Canadian Senator from Nova Scotia
- Incumbent
- Assumed office July 6, 2023
- Nominated by: Justin Trudeau
- Appointed by: Mary Simon
- Preceded by: Tom McInnis

Personal details
- Born: November 4, 1964 (age 61)
- Party: Canadian Senators Group
- Alma mater: Cape Breton University Dalhousie Law School

= Paul Prosper =

Canadian politician

Paul James Prosper (born November 4, 1965) is a Canadian politician who has served as a senator from Nova Scotia since July 2023.

==Early life and education==
Prosper grew up in Paqꞌtnkek First Nation, Nova Scotia. In 1992, he graduated from Cape Breton University with a Bachelor of Arts Degree and in 1994, he graduated from Dalhousie University with a Bachelor of Laws.

==Career==
After graduation, Prosper worked in different capacities in the Maritime region providing Mi'kmaq legal support and treaty rights.

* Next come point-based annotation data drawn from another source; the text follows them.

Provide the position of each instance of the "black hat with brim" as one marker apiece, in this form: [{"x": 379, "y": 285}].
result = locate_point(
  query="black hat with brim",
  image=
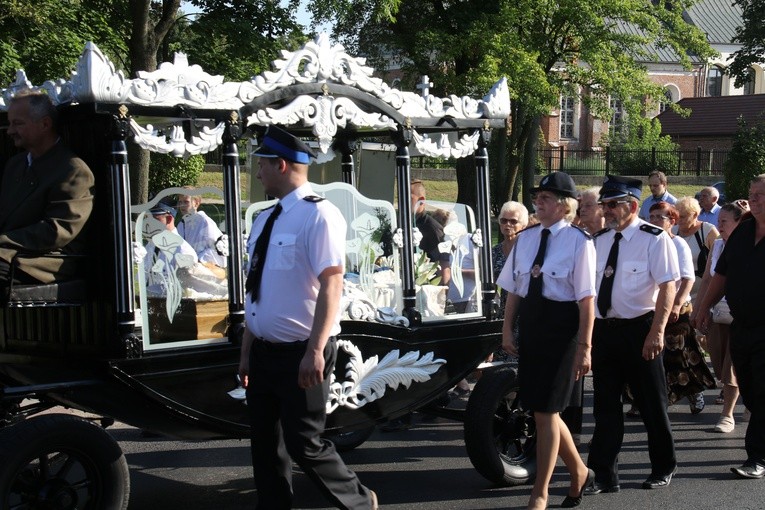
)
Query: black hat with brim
[
  {"x": 616, "y": 186},
  {"x": 278, "y": 143},
  {"x": 559, "y": 183}
]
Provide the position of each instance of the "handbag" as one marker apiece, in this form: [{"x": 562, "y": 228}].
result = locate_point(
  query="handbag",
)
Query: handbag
[{"x": 721, "y": 313}]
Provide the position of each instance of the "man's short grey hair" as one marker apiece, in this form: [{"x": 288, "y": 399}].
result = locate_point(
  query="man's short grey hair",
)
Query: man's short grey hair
[
  {"x": 512, "y": 206},
  {"x": 590, "y": 192}
]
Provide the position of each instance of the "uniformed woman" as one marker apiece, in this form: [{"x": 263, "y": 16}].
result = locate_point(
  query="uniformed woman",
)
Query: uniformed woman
[{"x": 550, "y": 279}]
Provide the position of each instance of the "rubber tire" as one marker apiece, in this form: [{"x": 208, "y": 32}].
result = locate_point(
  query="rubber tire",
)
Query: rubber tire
[
  {"x": 347, "y": 441},
  {"x": 500, "y": 437},
  {"x": 90, "y": 446}
]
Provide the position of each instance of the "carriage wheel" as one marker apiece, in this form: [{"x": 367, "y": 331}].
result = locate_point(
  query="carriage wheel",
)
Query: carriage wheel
[
  {"x": 61, "y": 462},
  {"x": 500, "y": 437},
  {"x": 347, "y": 441}
]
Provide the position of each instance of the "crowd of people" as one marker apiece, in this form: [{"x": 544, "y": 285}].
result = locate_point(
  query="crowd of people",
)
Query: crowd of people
[{"x": 648, "y": 281}]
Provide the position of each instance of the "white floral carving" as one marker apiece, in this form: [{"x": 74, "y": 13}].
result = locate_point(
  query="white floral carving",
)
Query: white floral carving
[
  {"x": 367, "y": 380},
  {"x": 176, "y": 144},
  {"x": 325, "y": 114}
]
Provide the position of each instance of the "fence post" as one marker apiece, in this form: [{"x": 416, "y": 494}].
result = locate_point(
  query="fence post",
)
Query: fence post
[{"x": 608, "y": 158}]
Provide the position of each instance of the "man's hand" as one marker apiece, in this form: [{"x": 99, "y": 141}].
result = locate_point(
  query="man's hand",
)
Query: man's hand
[
  {"x": 311, "y": 369},
  {"x": 244, "y": 369},
  {"x": 508, "y": 343},
  {"x": 653, "y": 345},
  {"x": 583, "y": 361},
  {"x": 221, "y": 245}
]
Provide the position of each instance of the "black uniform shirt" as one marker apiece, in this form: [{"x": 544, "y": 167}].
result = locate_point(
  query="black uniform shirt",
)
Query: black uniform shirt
[{"x": 743, "y": 265}]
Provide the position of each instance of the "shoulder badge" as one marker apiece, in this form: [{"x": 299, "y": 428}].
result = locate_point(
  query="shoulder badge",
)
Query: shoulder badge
[
  {"x": 583, "y": 231},
  {"x": 529, "y": 228},
  {"x": 651, "y": 229}
]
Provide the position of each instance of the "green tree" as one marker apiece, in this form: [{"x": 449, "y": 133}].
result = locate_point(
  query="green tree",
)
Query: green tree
[
  {"x": 593, "y": 49},
  {"x": 746, "y": 159},
  {"x": 751, "y": 35},
  {"x": 46, "y": 37},
  {"x": 239, "y": 39}
]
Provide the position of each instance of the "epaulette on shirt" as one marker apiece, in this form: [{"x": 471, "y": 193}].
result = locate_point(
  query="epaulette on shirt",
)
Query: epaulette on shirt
[
  {"x": 583, "y": 231},
  {"x": 535, "y": 225},
  {"x": 651, "y": 229}
]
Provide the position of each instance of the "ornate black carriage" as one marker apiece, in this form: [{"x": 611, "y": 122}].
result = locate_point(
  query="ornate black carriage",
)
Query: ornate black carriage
[{"x": 154, "y": 342}]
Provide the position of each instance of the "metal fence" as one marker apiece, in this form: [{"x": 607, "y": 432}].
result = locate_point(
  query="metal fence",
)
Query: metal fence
[{"x": 699, "y": 162}]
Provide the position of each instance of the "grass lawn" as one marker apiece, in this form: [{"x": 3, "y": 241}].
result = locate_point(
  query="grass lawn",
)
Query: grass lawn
[{"x": 445, "y": 191}]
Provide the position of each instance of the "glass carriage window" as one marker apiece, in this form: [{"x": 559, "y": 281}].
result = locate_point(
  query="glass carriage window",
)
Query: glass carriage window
[
  {"x": 182, "y": 279},
  {"x": 714, "y": 82},
  {"x": 618, "y": 124},
  {"x": 750, "y": 82},
  {"x": 567, "y": 112}
]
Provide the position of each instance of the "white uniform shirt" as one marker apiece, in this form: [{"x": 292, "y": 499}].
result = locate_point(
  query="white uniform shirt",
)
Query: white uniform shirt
[
  {"x": 717, "y": 249},
  {"x": 308, "y": 237},
  {"x": 568, "y": 269},
  {"x": 684, "y": 260},
  {"x": 645, "y": 261},
  {"x": 201, "y": 232}
]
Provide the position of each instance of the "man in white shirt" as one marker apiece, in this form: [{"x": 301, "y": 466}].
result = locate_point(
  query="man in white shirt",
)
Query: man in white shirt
[
  {"x": 292, "y": 312},
  {"x": 657, "y": 181},
  {"x": 636, "y": 269}
]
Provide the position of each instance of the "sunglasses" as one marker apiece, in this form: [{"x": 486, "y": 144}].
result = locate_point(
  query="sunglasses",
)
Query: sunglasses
[
  {"x": 613, "y": 204},
  {"x": 505, "y": 221}
]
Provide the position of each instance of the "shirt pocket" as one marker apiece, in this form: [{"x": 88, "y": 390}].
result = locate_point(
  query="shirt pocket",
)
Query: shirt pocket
[
  {"x": 283, "y": 255},
  {"x": 634, "y": 274}
]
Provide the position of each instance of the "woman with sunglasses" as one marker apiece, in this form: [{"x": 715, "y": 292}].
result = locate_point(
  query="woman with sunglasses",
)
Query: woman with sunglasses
[
  {"x": 513, "y": 217},
  {"x": 700, "y": 237},
  {"x": 550, "y": 279},
  {"x": 718, "y": 335},
  {"x": 687, "y": 372}
]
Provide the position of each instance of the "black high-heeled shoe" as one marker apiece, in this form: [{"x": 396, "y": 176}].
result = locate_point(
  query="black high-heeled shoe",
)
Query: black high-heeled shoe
[{"x": 572, "y": 501}]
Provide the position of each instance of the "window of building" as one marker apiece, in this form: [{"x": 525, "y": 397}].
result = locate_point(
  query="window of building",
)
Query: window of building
[
  {"x": 618, "y": 125},
  {"x": 714, "y": 81},
  {"x": 567, "y": 115},
  {"x": 749, "y": 84}
]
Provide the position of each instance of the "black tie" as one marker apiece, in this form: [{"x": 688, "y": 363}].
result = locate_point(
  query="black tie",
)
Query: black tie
[
  {"x": 252, "y": 285},
  {"x": 607, "y": 283},
  {"x": 535, "y": 284}
]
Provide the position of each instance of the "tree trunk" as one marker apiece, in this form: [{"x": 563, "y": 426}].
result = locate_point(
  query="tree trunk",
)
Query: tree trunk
[{"x": 145, "y": 40}]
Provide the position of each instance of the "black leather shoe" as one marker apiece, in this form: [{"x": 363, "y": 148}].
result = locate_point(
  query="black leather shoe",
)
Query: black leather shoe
[
  {"x": 659, "y": 482},
  {"x": 750, "y": 470},
  {"x": 600, "y": 488},
  {"x": 574, "y": 501}
]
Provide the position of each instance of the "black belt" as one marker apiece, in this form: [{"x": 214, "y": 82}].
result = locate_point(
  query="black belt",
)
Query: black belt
[
  {"x": 617, "y": 323},
  {"x": 266, "y": 345}
]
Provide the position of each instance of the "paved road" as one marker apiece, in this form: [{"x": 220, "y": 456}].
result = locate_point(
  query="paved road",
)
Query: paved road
[{"x": 427, "y": 468}]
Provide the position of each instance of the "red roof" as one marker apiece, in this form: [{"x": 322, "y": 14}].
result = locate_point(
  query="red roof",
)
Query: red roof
[{"x": 713, "y": 116}]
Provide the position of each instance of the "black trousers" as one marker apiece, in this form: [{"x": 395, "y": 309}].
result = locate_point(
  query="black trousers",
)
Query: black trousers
[
  {"x": 287, "y": 423},
  {"x": 617, "y": 360},
  {"x": 747, "y": 350}
]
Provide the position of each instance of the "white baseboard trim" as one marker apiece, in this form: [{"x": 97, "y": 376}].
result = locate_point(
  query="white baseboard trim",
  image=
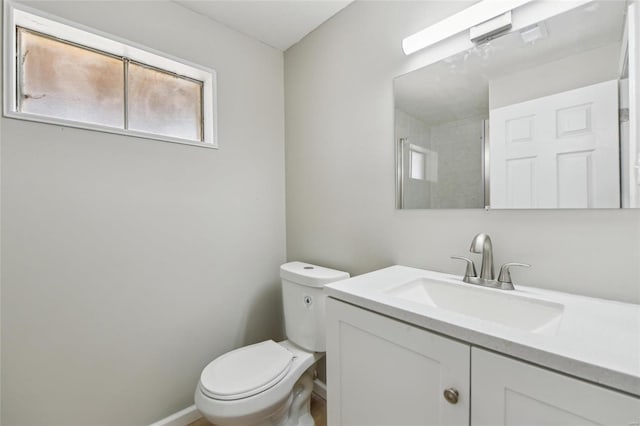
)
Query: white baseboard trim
[
  {"x": 320, "y": 389},
  {"x": 181, "y": 418}
]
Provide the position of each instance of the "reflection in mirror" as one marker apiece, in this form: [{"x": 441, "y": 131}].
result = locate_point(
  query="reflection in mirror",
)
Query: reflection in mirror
[{"x": 536, "y": 118}]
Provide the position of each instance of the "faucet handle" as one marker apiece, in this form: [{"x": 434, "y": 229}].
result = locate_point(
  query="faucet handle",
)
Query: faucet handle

From 2013 to 2020, Prosper served as Chief of the Paqꞌtnkek First Nation. In September 2020, Prosper was elected Regional Chief of Nova Scotia and Newfoundland with the Assembly of First Nations.

On July 6, 2023, he was summoned to the Senate of Canada by Governor General Mary Simon, on the advice of prime minister Justin Trudeau.